I tried to find out how Haskell is able to resolve types from a guarded equation where no type is specified through the web.

Like in e.g. following function definition, ghci is able to resolve the type and tells me exactly what it is.

fun a b c
| a == c = b
| b < 0 = a+b
| otherwise = c

How does it do this? I know how this works for if-then-else constructs (basically: start with generic version, add constraints) but I am wondering which extra steps are needed here?

Answer 1

fun has three arguments and a result. So initially the compiler assumes they might each be a different type:

fun :: alpha -> beta -> gamma -> delta         -- the type vars are placeholders

Ignoring the guards, look at the rhs result of the equations: they each must be type delta. So set up a series of type-level equations from the term-level equations. Use ~ between types to say they must be the same.

• The first equation has result b, so b's type must be same as the result, i.e. beta ~ delta.
• The third equation has result c, so c's type must be the same as the result, gamma ~ delta.
• The second equation has rhs + operator :: Num a => a -> a -> a. We'll come back to the Num a =>. This is saying + has two arguments and a result, all of which are same type. That type is the result of fun's rhs so must be delta. The second arg to + is b, so b's type must be same as the result, beta ~ delta. We already had that from the first equation, so this is just confirming consistency.
• The first arg to + is a, so a's type must be same again, alpha ~ delta.

We have alpha ~ beta ~ gamma ~ delta. So go back to the initial signature (which was as general as possible), and substitute equals for equals:

fun :: (constraints) => alpha -> alpha -> alpha -> alpha

Constraints

Pick those up on the fly from the operators.

• We already saw Num because of operator +.
• The first equation's a == c gives us Eq.
• The second equation's b < 0 gives us Ord.
• Actually the appearance of 0 gives us another Num, because 0 :: Num a => a, and < :: Ord a => a -> a -> Bool IOW the arguments to < must be same type and same constraints.

So pile up those constraints at the front of fun's type, eliminating duplicates

fun :: (Num alpha, Eq alpha, Ord alpha) => alpha -> alpha -> alpha -> alpha

Is that what you're favourite compiler is telling you? It's probably using type variable a rather than alpha. It's probably not showing Eq alpha.
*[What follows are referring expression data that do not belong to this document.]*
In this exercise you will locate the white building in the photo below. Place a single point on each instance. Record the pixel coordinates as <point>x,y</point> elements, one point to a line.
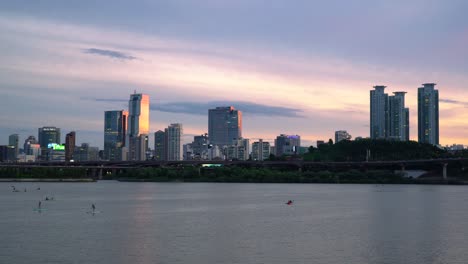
<point>174,145</point>
<point>260,150</point>
<point>342,135</point>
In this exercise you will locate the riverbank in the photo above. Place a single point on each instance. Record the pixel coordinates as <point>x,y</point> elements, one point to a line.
<point>45,180</point>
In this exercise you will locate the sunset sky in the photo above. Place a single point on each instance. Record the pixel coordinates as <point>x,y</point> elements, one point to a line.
<point>295,67</point>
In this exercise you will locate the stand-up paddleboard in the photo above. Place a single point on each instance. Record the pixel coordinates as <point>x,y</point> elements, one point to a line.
<point>95,212</point>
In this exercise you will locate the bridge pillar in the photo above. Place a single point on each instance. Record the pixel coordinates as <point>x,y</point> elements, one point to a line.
<point>444,171</point>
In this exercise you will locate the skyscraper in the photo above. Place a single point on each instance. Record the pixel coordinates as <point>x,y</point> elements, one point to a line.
<point>428,114</point>
<point>287,144</point>
<point>13,142</point>
<point>224,125</point>
<point>398,117</point>
<point>46,136</point>
<point>174,145</point>
<point>160,145</point>
<point>342,135</point>
<point>138,126</point>
<point>115,131</point>
<point>27,145</point>
<point>378,112</point>
<point>260,150</point>
<point>70,140</point>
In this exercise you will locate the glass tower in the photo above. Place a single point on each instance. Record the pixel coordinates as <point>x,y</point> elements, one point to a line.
<point>115,130</point>
<point>378,112</point>
<point>224,125</point>
<point>428,114</point>
<point>138,126</point>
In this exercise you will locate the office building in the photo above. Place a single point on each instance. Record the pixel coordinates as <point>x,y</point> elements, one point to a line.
<point>86,153</point>
<point>138,126</point>
<point>115,134</point>
<point>200,147</point>
<point>174,145</point>
<point>27,145</point>
<point>13,142</point>
<point>46,136</point>
<point>70,141</point>
<point>428,114</point>
<point>378,112</point>
<point>287,145</point>
<point>398,117</point>
<point>320,142</point>
<point>260,150</point>
<point>238,150</point>
<point>160,146</point>
<point>342,135</point>
<point>224,125</point>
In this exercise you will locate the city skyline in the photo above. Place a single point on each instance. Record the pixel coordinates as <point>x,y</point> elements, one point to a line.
<point>62,67</point>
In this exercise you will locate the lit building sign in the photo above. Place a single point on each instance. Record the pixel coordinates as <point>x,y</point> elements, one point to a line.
<point>56,146</point>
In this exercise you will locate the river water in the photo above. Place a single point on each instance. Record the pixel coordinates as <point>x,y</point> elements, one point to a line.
<point>233,223</point>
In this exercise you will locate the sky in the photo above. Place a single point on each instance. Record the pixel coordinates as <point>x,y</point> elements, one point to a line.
<point>292,67</point>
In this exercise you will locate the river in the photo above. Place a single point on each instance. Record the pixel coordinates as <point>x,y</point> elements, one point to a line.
<point>233,223</point>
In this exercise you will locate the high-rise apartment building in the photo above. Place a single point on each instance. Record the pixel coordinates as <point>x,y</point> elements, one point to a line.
<point>200,146</point>
<point>378,112</point>
<point>389,118</point>
<point>138,126</point>
<point>287,144</point>
<point>160,145</point>
<point>224,125</point>
<point>398,117</point>
<point>260,150</point>
<point>428,114</point>
<point>13,142</point>
<point>238,150</point>
<point>28,150</point>
<point>46,136</point>
<point>342,135</point>
<point>174,145</point>
<point>70,141</point>
<point>115,134</point>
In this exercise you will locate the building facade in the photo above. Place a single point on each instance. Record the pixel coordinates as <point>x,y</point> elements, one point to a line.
<point>70,142</point>
<point>174,142</point>
<point>398,117</point>
<point>138,126</point>
<point>115,134</point>
<point>224,125</point>
<point>86,153</point>
<point>13,141</point>
<point>378,112</point>
<point>342,135</point>
<point>160,146</point>
<point>46,136</point>
<point>260,150</point>
<point>428,114</point>
<point>287,145</point>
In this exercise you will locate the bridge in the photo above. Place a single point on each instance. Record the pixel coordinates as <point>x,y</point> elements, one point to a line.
<point>97,168</point>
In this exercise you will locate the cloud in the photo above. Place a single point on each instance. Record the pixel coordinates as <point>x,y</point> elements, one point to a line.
<point>109,53</point>
<point>245,107</point>
<point>456,102</point>
<point>201,108</point>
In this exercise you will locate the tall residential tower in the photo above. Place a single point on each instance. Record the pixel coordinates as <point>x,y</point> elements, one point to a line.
<point>378,112</point>
<point>224,125</point>
<point>115,132</point>
<point>138,126</point>
<point>428,114</point>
Eliminating unnecessary superclass constraints

Main> :i Ord
...
class Eq a => Ord a where
...

The Eq a => is telling every Ord type must come with an Eq already. So in giving the signature for fun, the compiler is assuming away its Eq.
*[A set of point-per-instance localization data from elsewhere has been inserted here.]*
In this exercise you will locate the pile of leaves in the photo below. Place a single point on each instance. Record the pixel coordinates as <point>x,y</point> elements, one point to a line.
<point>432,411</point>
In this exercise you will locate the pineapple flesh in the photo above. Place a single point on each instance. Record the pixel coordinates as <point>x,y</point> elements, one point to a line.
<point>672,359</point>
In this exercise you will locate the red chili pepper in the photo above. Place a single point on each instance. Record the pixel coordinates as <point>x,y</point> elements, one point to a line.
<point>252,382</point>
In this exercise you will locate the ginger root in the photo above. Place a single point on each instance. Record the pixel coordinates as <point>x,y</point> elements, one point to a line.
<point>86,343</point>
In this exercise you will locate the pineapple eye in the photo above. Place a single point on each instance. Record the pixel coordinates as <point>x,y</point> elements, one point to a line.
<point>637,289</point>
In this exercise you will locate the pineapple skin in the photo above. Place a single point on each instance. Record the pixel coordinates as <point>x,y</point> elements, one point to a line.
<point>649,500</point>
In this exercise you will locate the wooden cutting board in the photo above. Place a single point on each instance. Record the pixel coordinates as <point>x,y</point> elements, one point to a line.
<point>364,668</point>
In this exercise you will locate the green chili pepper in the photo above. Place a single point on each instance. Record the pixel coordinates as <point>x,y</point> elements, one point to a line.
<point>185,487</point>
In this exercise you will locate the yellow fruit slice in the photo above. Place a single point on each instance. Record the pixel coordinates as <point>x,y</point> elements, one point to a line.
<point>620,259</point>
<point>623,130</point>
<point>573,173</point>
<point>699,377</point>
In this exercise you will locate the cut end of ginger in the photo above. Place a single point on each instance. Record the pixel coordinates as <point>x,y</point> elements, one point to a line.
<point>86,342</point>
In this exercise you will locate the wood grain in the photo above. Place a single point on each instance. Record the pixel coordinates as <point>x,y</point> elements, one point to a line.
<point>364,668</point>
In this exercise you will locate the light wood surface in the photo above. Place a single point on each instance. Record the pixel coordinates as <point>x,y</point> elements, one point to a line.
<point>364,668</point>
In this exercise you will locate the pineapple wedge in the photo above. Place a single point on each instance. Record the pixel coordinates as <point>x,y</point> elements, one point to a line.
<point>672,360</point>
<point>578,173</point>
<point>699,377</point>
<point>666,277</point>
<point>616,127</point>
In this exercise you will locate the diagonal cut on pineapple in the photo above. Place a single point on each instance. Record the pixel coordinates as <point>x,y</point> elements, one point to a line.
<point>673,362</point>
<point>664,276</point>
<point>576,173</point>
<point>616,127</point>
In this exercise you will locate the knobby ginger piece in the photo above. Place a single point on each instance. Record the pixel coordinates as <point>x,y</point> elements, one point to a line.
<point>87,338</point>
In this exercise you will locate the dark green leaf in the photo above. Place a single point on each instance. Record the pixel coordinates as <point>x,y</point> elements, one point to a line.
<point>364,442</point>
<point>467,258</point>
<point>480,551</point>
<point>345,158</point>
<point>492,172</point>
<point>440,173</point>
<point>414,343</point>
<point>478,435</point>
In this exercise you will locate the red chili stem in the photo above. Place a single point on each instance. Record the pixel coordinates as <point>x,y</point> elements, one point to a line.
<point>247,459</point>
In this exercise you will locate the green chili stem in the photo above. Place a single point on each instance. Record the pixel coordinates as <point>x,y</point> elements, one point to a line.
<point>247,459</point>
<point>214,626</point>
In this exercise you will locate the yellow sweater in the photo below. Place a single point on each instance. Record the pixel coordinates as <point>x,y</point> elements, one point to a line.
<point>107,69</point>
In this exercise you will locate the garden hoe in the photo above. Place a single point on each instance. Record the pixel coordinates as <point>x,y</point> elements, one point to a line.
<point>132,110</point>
fun :: (Num a, Ord a) => a -> a -> a -> a

QED

Answer 2

fun a b c
| a == c = b
| b < 0 = a+b
| otherwise = c

Is it clear how this translates to if/else?

fun a b c
 = if a == c
      then b
      else if b < 0
             then a+b
             else c

And if we add some human-readable annotations:

fun a b c      -- Start reasoning with types of `a`, `b`, `c`, and `result :: r`
 = if a == c   -- types `a` and `c` are equal,  aka `a ~ c`.  Also `Eq a, Eq c`.
      then b   -- types `b ~ r`
      else if b < 0   -- `Num b, Ord b`
             then a+b -- `a ~ b ~ r` and `Num a, Num b`
             else c   -- `c ~ r`

If you take all these facts together the type boils down pretty quickly.

a ~ b ~ r  and c ~ r

So we know there's actually only one type which we'll just call a and rename all the other types variables in the facts.

Num a, Eq a, Ord a

As a small cognitive savings we know Ord implies Eq so we can end up with constraints Num a, Ord a.

All that swept the mechanics - leveraging of implications such as (==) t1 t2 ~~> t1 = t2 - under the rug but hopefully in an acceptable fashion.